Observer photo by Stephen Mease
The front lobby display case at Williston Central School, pictured above, was transformed into a tribute to Swift House teacher and WCS Drama Club director Al Myers following his death after a fall in the school’s auditorium.
For an hour, students huddled together in groups surrounding the tree. There were tears and laughter during the observance, as many students clung to each other during the emotional ceremony. Some students sang songs, including “Somewhere Over the Rainbow” and “Lean on Me.” Others recounted their memories of Myers, choking back tears as they credited him for inspiring them in school and on the stage. And some students told jokes Myers made popular in class. One student summed up Myers’ personality by calling him a “pretty swell dude,” which brought laughs from those gathered.
“It was a perfect, perfect ceremony,” Longchamp said afterwards. “We needed to mourn as a team.”
Myers passed away on April 25 after falling from a ladder while working on the school play, “The Wizard of Oz.” Myers had been the school’s theater director for many years. He had been a teacher at Williston Central since 1973.

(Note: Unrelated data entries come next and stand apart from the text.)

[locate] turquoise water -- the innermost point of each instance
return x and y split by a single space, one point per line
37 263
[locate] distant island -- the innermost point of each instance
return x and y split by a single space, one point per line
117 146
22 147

To honor Myers’ love of history and the Civil War in particular, teacher Susan Mahony opened the ceremony by playing Jay Ungar’s “Ashokan Farewell” on her fiddle. Ungar’s Civil War lament, written for the Ken Burns documentary on the war, was one of Myers’ favorite instrumentals, Mahony said.
“It has a beautiful poignancy to it as a goodbye,” Mahony told the students.
Special Education Director Carter Smith told those gathered how Myers’ mission was to encourage students to pursue what they loved.
“He felt everyone should become lifelong learners,” Smith said.
Longchamp said Swift House would continue on, even in Myers’ absence. She credited the students for coping with his loss over the past week.
“All of you are amazing, amazing kids,” Longchamp said.
Toward the end of the ceremony, Mahony fiddled “Amazing Grace” as students tossed personal notes and thank you letters into the dirt surrounding the tree, which was donated by Paquette Full of Posies. Students and teachers sang the words as lyric sheets were passed around. Finally, student Elizabeth Waller closed out the event, playing “Taps” on her trumpet.
Afterwards, everyone was encouraged to grab a handful of dirt and throw it around the base of the tree. The notes became buried in the soil as dirt piled up around the tree’s roots.
As most students returned to the classrooms, a few stayed to make sure the remaining dirt would be shoveled around the tree, completing the planting ceremony. As Longchamp said, it was a quiet ending to a beautiful ceremony.